Lest anyone think we are being extravagant taking 7weeks of holidays away from Beirut….let them spend July and August in the torpid depths of our Paris in the Middle East before judging. Its true that we haven't spent the summer in Beirut yet either (this is our second summer) but from what our friends say and the fact that all of them, Lebanese and expats alike leave town or country for these 2 months was for us enough of a measure. I returned from mission in Chad in early June and our departure for points west seemed imminent and indeed by July it was starting to get steamy in the city and by early July we were gone.
It is not only the combination of coastal heat and humidity that sweats things up but the airborne pollution that enters the mix. They say the city swells 2X its population in the summer, but that sounds more like a tourism board exaggeration, but suffice it to say the population increases considerably and with it the number of cars goes wild and with that the smog becomes intense. Arabs from the Gulf have become disenchanted with Europe as a holiday destination and with the relative calm in the region and the less than welcoming atmosphere in traditional countries of summer visitation like France (where it will soon become illegal to wear the hijab), they are looking at Beirut as a much closer to home alternative.
Beirut of late has become the haute couture destination of choice and all the top brands have outlets in malls throughout the city including the newly opened Beirut souks. The Beirut souks were once the commercial heart of the city where you could buy anything from langoustines to lamborginis and everything in-between. The souks bordered the 'green line' dividing the city east and west along factional lines during the civil war and were bombed and bombed and bombed to bits. In their planning wisdom developers (well, one in particular) have re-constructed the souks not according to their former ancient plans but according to someone's desire to pull in the 'Gulfies' (as wealthy Arab neighbours are known) and it has become a high end shopping mall where normal Beirutis come to gawk but cannot even afford to stop for their ubiquitous tea and nargile (and only then if they can afford to park their car). Such is life in the new 'money first and get it nownownow' orientation of modern day Beirut.

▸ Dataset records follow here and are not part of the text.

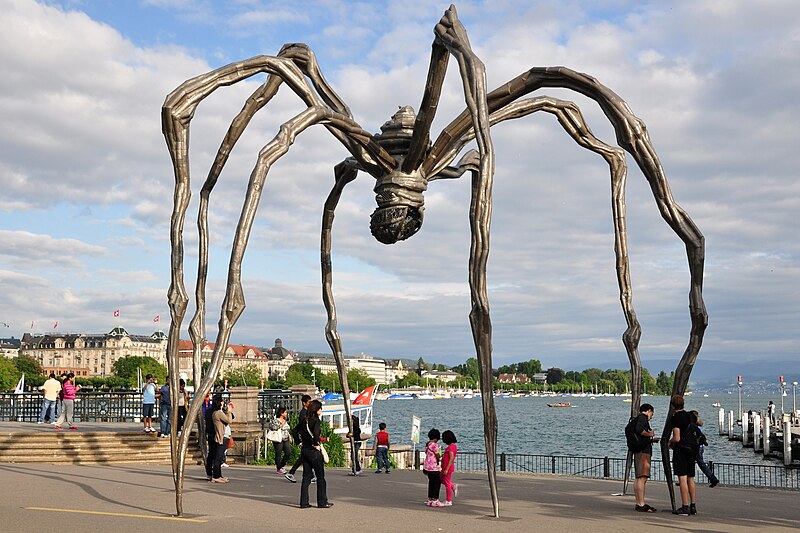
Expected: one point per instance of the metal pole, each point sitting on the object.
(740, 397)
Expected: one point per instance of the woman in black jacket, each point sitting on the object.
(312, 456)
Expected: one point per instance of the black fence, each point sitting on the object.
(126, 406)
(766, 476)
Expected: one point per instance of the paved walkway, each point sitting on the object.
(136, 497)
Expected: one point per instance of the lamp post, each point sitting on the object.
(783, 384)
(740, 397)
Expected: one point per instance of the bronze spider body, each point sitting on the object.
(403, 162)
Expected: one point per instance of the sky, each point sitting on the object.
(87, 181)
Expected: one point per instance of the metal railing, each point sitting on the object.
(765, 476)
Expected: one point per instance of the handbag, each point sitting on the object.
(322, 450)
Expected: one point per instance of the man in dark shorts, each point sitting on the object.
(682, 461)
(641, 459)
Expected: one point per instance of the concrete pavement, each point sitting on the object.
(116, 498)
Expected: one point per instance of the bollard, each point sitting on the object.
(787, 442)
(730, 424)
(757, 432)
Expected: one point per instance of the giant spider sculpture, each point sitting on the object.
(403, 162)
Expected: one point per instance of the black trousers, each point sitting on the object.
(313, 465)
(434, 484)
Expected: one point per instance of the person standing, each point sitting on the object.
(148, 403)
(449, 466)
(50, 391)
(165, 411)
(283, 447)
(313, 464)
(432, 469)
(712, 478)
(296, 435)
(356, 434)
(683, 461)
(183, 405)
(69, 389)
(642, 458)
(382, 448)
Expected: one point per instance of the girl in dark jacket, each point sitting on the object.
(311, 456)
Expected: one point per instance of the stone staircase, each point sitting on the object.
(87, 447)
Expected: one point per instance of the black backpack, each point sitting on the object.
(692, 438)
(636, 442)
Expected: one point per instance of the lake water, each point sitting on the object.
(590, 428)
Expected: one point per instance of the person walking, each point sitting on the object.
(69, 390)
(50, 391)
(216, 420)
(356, 434)
(165, 411)
(682, 460)
(304, 400)
(382, 448)
(313, 464)
(712, 478)
(642, 458)
(449, 466)
(148, 403)
(283, 447)
(431, 468)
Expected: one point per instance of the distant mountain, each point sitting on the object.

Methinks I digress from my point and that was the pollution. The part of development that has been overlooked by city planners (if they exist) is the traffic circulation and it is appalling. Imagine also that it is not as if the Gulfies come and rent an Echo or some kind of Micro car, oh no, where would you put your 3 wives and 27 children (and mother, sister-in-law, etc? No, you rent a Hummer or BMW X6 or the most popular SUV on steroids of choice this year seems to be the Rangerover. Its amazing. Check the AVIS rent-a-car site for Lebanon and you'll see….its Top Gear heaven.

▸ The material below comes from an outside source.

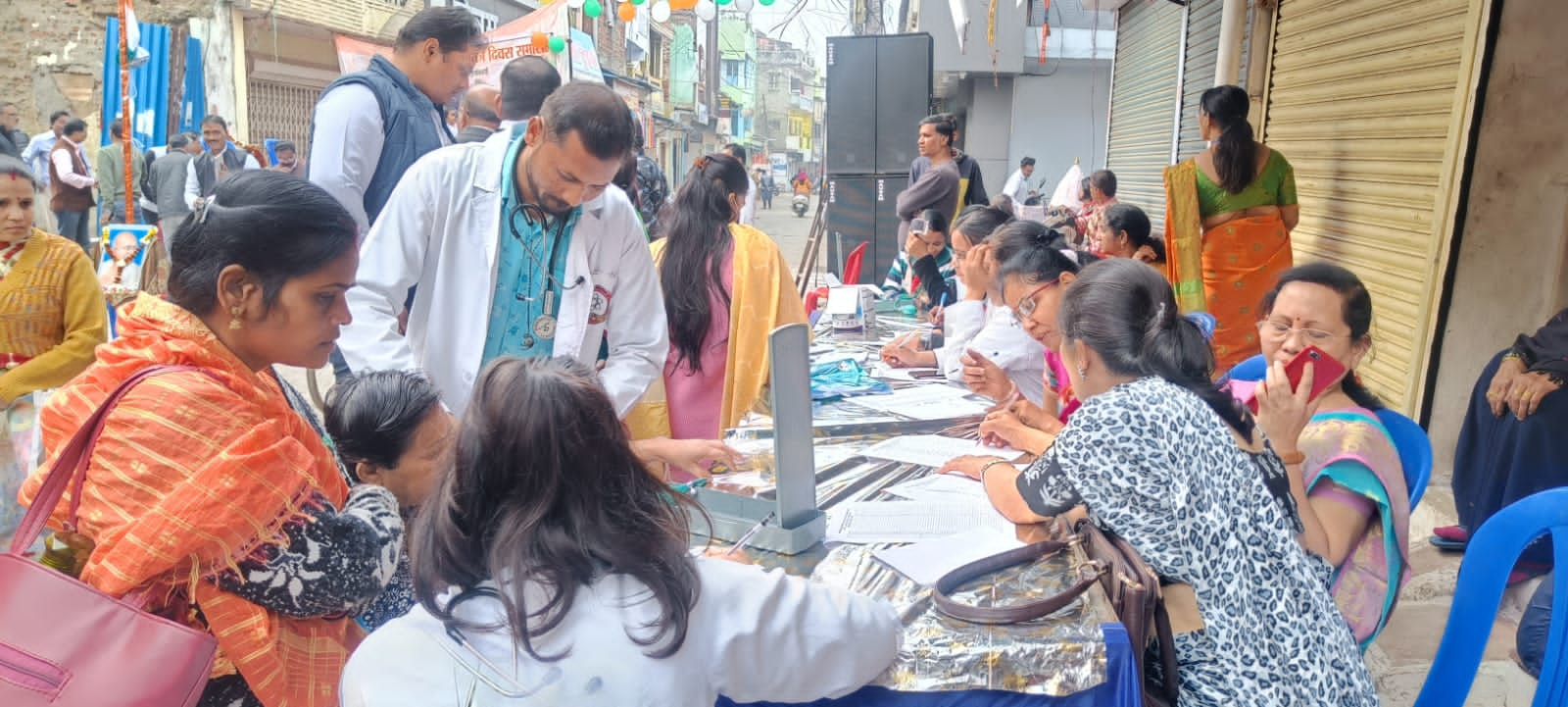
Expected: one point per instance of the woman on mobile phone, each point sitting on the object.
(1345, 469)
(1176, 468)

There are then two primary compounding issues in my deconstruction of Beirut pollution forgetting the out-dated street layout and chaotic one-way system that causes unending grid-lock, the illegal double parking that jams things up, the arrogance of people who feel they can stop anywhere anytime and discharge their passengers or buy cigarettes from the street vendor, greet their old high school buddy they see on the street, etc. The first issue is the fact that (probably due to the heat but also the cultural characteristic of entitlement which is quite complicated to unravel), Lebanese and the Gulfies prefer not to walk, so they don't. Valet parking is a huge summer employer in Beirut and if you can't park within 30m of the shop or restaurant then you leave it with the Valet…..this means endless circulating looking for parking for some and of course then it also means the valet has to drive off to park your car who knows where and later retrieve it from who knows where when you need it back…..both adding to the traffic.

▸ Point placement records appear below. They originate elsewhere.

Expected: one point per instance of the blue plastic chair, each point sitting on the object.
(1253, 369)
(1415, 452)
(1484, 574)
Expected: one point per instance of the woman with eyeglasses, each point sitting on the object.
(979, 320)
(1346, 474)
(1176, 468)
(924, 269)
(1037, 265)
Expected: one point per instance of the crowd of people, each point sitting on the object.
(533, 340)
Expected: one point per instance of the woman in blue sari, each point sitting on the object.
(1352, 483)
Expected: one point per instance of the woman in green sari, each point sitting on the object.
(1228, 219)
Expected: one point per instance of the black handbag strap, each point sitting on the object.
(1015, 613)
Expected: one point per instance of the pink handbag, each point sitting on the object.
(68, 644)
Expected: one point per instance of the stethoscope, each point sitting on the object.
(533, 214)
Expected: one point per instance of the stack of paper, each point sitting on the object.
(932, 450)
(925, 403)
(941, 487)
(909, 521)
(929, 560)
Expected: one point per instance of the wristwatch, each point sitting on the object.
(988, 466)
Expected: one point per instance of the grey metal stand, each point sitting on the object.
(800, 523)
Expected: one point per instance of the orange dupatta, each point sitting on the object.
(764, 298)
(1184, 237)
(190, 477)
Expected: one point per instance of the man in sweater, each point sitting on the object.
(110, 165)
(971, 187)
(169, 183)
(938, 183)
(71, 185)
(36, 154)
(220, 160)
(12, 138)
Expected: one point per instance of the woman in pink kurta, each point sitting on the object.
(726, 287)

I think the major contributor to summer pollution, the second compounding issue, are the single person vehicles that are driving around…why so many single person vehicles? because anyone with any money at all has a driver. The lack of parking and the non-walking culture then requires the driver to simply circulate having dropped off his clients and wait for his phone to ring so he can pick them up again and go to the next place. What a mess. Time to leave and so leave we did the first week in July. Did I mention Zaki’s asthma and the fact that he was hauling on his ventalin inhaler at least once/day in the weeks before we were leaving?